A Cooking Disaster. Again.

I’ve been blogging since blogging began. I’m so old I can remember what life was like before laptops and the internet. In the beginning of my life as a blogger I wrote about my books and my life in Ireland. I also wrote about the food I cooked, or cremated, or abandoned, or fed to the dogs when everyone else refused to eat it.

Gradually my writing life has taken on a seriousness it didn’t have before. It has gone from being a much-loved side-line to my main source of income. My now much reduced blog posts have begun to feature new books, my thoughts on book plots and characters. My cooking has improved too. I don’t know when I last filled the house with smoke due to a forgotten saucepan. Or the last time I heard the heartfelt sigh of one of the dogs when faced with congealed pasta, or cremated pastry in their food bowls. It’s been a long time since my children laughed so much at the awfulness of their supper that they vomited.

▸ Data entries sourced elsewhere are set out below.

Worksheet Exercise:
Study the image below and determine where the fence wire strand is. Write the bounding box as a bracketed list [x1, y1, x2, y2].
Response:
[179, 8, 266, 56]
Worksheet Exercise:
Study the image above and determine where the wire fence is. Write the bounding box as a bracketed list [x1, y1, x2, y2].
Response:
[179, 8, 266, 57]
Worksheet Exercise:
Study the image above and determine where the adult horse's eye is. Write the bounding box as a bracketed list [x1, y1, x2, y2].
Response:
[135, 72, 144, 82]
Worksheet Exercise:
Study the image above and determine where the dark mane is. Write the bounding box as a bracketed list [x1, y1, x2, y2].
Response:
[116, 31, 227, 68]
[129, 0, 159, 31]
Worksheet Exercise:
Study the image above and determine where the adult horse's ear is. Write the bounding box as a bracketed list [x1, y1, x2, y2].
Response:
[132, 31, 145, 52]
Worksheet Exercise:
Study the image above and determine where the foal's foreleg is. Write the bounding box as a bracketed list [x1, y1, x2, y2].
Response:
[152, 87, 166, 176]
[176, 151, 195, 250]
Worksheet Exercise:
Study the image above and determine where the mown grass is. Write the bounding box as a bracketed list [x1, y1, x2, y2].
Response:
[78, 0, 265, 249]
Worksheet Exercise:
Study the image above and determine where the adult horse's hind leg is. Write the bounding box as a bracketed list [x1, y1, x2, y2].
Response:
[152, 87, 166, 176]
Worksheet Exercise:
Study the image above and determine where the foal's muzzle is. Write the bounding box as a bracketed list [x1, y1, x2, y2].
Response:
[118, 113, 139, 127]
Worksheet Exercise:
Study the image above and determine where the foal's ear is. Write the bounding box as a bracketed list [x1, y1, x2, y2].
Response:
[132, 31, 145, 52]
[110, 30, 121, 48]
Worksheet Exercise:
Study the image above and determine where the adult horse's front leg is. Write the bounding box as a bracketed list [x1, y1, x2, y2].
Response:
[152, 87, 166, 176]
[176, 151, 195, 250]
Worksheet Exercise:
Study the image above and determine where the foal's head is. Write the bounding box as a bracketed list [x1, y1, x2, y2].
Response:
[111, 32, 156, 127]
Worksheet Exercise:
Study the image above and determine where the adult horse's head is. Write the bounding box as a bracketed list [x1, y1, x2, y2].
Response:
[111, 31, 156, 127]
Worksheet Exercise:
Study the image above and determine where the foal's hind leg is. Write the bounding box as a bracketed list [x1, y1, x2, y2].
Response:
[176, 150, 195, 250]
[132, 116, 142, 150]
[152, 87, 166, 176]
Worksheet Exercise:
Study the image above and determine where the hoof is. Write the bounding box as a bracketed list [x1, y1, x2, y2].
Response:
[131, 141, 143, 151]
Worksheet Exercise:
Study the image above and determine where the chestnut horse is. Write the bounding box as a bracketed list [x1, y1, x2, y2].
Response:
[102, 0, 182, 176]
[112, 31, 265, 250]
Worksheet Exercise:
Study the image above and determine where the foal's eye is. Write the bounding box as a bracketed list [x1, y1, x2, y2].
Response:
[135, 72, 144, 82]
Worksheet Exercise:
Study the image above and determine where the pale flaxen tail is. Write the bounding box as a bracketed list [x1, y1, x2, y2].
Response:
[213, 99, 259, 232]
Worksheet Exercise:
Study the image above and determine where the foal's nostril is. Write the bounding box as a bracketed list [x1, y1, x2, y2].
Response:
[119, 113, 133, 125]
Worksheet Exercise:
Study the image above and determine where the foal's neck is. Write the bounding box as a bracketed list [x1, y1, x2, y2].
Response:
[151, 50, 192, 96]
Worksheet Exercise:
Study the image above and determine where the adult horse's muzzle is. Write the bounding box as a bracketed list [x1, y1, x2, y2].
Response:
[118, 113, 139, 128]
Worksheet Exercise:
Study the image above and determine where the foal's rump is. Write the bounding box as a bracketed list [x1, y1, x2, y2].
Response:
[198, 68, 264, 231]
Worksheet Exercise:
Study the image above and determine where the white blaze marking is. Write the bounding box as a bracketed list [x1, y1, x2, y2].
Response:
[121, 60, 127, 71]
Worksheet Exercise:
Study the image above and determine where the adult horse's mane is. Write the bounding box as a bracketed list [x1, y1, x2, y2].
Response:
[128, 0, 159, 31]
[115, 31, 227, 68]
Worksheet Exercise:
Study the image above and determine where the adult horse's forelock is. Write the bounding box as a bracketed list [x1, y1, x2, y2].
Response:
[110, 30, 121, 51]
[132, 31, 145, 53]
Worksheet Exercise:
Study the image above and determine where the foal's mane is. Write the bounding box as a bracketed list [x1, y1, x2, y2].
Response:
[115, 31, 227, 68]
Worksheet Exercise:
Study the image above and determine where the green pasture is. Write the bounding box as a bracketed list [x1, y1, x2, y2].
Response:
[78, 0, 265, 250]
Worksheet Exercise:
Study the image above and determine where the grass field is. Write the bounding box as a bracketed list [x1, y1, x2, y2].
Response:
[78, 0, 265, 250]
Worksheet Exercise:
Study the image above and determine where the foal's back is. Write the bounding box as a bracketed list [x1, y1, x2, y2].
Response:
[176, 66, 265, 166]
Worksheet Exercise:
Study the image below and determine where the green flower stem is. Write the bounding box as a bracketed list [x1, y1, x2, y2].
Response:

Now, indeed I’m a fairly competent cook. There was the unfortunate incident with the black, rock hard mess that should have been something delicious with Pork, black treacle and star Anais. And the chickpea curry that everyone said was wonderful, but definitely wasn’t. But for the most part I. Am. A. Good. Cook.

I can even prepare and make multiple dishes. A morning spent chopping vegetables and making curries, pasta and pies means extra writing time. As routine and goal driven as I am it gives me great pleasure to whip a few frozen goodies out of the deep freeze and know all I have to do is pop the food into the oven.

Now the awfulness has been taken out of cooking and I know that what I place on the table is more than likely to be eaten, I can actually enjoy myself and find that in stressful times, or when I have plots to work out, the mindlessness of cooking can really help.

I used the horrendously stressful time waiting for my foal to be collected to start the journey to his new life to prepare a few dishes. I chopped a vast quantity of mushrooms and onions, they became the basis for a lasagne, shepherd’s pie and a chicken and ham pie. Once the basics had been done with the mince, I focused on the pie. I boiled a ham joint, cut it into chunks, stripped a cooked chicken, diced the meat. The white sauce, seasoned with tarragon thickened to perfection. Together they combined to be a delicious bottom for the pie. Even the pastry cooperated.

At just the right moment the foal was collected. Acting like a horse way older than his few months he loaded into an unfamiliar trailer beside a strange mare and was on his way. I walked back to the house feeling like a bereft parent whose child has just left home.  I popped the pie into the oven. Life had to go on. There were tears. And a teeny, tiny glass of something bubbly for medicinal purposes.

The alarm sounded on my phone. I’ve learned to set it, rather than waiting for the smoke alarm to remind me that supper is ready.  I opened the oven. I’ve even learned to stand back away from the first blast of heat, rather than getting my eyelashes singed. There on the top shelf, in a dish, resting on a baking tray was the pie. Perfection. It’s crust just the right shade of golden, the chicken and ham filling bubbling beneath it.

I eased the tray towards me, put my oven gloved hands on the dish and then watched powerless as gravity caught the whole thing tipping it downwards, gathering momentum, bouncing off the door and onto the floor.

The dish shattered, pie filling spread slowly over the tiles, the perfect golden crust sitting on tip of the whole sorry mess. The dogs who would have loved the pie were denied it because of the smashed crockery.

At least the chips I was roasting were unscathed and there was something to eat. And, as we discovered, sometimes you just can’t beat a chip butty.